I think that on anything from 500cc and 45hp upwards, all this gram counting is unnecessary, but unsprung weight on a 300L matters. Will the seat of my pants notice the difference between a 7.5 kilo Wild and the 6-kilo AX41? Probably not without bluetooth telemetry, but I’d sooner take the lighter AX which still feels pretty rugged for a ‘250’ trailie.

CRF300L: old tubes and dirt bike rims

Project 300L Index Page
See also: Tubeless conversions

After less than 20 miles I’ve already got myself a rear flat, luckily at home. At some point I was going to remove the stock IRCs, seal the rear rim for tubeless tyres and fit some proper tyres for the ride to Morocco. May as well do that job now. While I’m here, allow me to give my usual shout-out for Motion Pro Bead Breakers, an alternative to standing on or otherwise levering the tyre bead to achieve the same result.

I spun the wheel on my exciting new stand you just read about but couldn’t see any nails or similar. I did wonder if I pinched the tube a couple of weeks back, but if I did, it only gave out now.
Pulling the tube out I was shocked to see a huge gouged hole like a mouse had got in there. Maybe I did it just now removing the tyre, but can’t say it was a struggle. Who knows, but I also noticed how the folded rubber tube cracked like it was ancient. Then I clocked a date stamp from November 2014. Yikes, nearly 9 years old! Well I suppose I should be impressed that a: Michelin date-stamp their tubes (can’t say I’ve ever noticed this feature before) and, b: that this tube lasted nearly nine years without a repair (assuming it had any use in that time)! Obviously the tube isn’t worth repairing. Good thing I noticed now. I just picked up some old Mich tubes from 2017 and they are nowhere near that far gone (nor do they have that date stamp). Could it even be a fake Mich tube?

Cracked rubber; not a good look.
No MT stamp
No lip so unsuited to DIY tubeless sealing ;-(

When it comes to sealing the rear rim, I was also bummed to see the stock Excel J 18 2.15 rim has no safety lip, which complicates a TL conversion. That’s odd as, like I’ve mentioned over the years, I recall actually grinding the safety lip off a rear DID rim on my tubed XT600 way back in 1985 to make desert tube repairs easier. I assumed such safety rims had become defaults on all spoke/tube rim as they help a tyre stay on the rim when it loses pressure. But not on smaller sized rims, it seems.
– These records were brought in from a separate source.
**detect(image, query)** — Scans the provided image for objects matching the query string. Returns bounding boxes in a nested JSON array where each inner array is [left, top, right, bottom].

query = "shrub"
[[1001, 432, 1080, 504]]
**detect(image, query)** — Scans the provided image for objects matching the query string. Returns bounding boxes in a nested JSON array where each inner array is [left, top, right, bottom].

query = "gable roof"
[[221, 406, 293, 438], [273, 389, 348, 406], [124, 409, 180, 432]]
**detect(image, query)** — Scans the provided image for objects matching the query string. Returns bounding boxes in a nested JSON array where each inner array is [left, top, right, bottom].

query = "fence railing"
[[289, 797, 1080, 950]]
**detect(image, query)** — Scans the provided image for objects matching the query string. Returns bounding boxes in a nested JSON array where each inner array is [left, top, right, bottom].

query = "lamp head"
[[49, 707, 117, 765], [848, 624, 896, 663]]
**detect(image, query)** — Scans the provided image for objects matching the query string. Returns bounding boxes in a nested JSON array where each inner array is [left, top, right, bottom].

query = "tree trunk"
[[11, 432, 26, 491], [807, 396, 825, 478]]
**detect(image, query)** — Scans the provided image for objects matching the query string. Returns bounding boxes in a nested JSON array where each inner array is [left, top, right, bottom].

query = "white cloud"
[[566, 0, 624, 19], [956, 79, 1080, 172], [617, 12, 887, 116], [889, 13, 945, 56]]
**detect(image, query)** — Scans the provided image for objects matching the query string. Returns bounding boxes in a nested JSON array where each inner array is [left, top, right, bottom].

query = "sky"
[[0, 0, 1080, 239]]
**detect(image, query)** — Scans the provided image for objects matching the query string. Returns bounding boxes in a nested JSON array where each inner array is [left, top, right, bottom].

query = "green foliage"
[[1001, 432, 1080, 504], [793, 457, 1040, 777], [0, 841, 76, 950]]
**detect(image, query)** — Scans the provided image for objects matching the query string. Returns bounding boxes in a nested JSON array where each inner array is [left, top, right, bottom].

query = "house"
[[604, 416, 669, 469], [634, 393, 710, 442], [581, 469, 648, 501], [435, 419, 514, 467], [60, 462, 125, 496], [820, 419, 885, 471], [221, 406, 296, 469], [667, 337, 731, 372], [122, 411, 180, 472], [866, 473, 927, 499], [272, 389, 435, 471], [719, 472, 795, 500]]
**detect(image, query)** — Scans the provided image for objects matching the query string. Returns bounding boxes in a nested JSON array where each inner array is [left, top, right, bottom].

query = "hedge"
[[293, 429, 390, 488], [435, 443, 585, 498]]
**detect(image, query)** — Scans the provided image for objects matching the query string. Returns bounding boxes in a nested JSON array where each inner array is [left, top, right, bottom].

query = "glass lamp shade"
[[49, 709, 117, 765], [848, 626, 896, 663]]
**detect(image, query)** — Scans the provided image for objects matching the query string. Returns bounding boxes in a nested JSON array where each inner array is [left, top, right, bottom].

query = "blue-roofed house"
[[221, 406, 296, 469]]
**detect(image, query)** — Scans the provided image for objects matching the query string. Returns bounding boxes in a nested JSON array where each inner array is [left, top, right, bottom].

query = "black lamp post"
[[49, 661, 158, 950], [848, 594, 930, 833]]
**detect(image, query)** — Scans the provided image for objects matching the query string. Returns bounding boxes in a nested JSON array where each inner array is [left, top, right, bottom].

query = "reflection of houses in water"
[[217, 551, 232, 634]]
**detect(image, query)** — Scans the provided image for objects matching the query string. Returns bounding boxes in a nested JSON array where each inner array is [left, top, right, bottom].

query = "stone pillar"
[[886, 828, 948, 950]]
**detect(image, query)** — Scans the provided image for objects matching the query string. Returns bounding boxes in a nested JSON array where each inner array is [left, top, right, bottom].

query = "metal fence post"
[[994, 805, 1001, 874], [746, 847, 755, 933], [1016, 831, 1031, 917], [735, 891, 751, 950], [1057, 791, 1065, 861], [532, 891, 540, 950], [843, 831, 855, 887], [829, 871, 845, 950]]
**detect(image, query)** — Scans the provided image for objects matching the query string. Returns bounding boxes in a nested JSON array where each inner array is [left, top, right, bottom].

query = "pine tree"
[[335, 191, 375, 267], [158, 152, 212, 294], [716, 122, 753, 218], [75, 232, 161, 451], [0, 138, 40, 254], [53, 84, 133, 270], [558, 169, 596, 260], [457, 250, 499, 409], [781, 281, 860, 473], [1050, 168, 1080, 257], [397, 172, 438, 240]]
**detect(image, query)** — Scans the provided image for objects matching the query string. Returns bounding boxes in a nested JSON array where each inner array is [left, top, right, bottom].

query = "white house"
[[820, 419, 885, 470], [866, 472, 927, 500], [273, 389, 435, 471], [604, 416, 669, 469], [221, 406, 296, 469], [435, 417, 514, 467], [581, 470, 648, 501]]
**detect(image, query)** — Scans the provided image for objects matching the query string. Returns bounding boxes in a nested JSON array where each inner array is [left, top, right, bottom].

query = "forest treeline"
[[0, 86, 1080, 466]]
This means I’ll have to lace a new lipped MT rim onto the hub to get TL – a couple of weeks and a few hundred quid. And while I’m at it I may get professional CWC Airtight sealing (left; as on my Himalayan) instead of my labour intensive DIY efforts, as on the Africa Twin. Or I could just live with inner tubes. On a travel bike (as opposed to a weekend trail bike) not sure I can go back to all that potential puncture repair aggro and added toolage.

I also noticed there’s no cush drive on the 300L. It makes me think this is a dirt bike rim from Honda’s MX bikes. A part number check would reveal all. Cush drives add weight and expense and absorb a little power, but reduce drivetrain lash to the transmission including the chain.

The thing is, at 28hp and however few torques, a 300L hasn’t got enough grunt to strain the components that much, so I can live with no cush. Apparently my old XR650L was the same but I never even noticed. A mate who’s currently importing one has, and dug up various rubber-insert sprockets (left) to reduce the lash from the much torquier 650 thumper. And in fact the 250L I had years ago didn’t have cush.

So net result of today’s puncture:

  • it pays to verify you inner tube’s age (if you can) as well as old tyres (all have date indexes). Or just get new tubes.
  • If I want a tubeless rear I’m going to have to get a new wheel built up on an MT rim, in which case I may as well have a proper sealing job done like CWC Airtight™.
  • OMG there is no cush drive ;-0
  • Is it time to consider mousses? A light, slow bike like a 300L is suited to them, but afaik they come rated at no more than 15psi which to me is on the low side for road riding, even at only 60mph.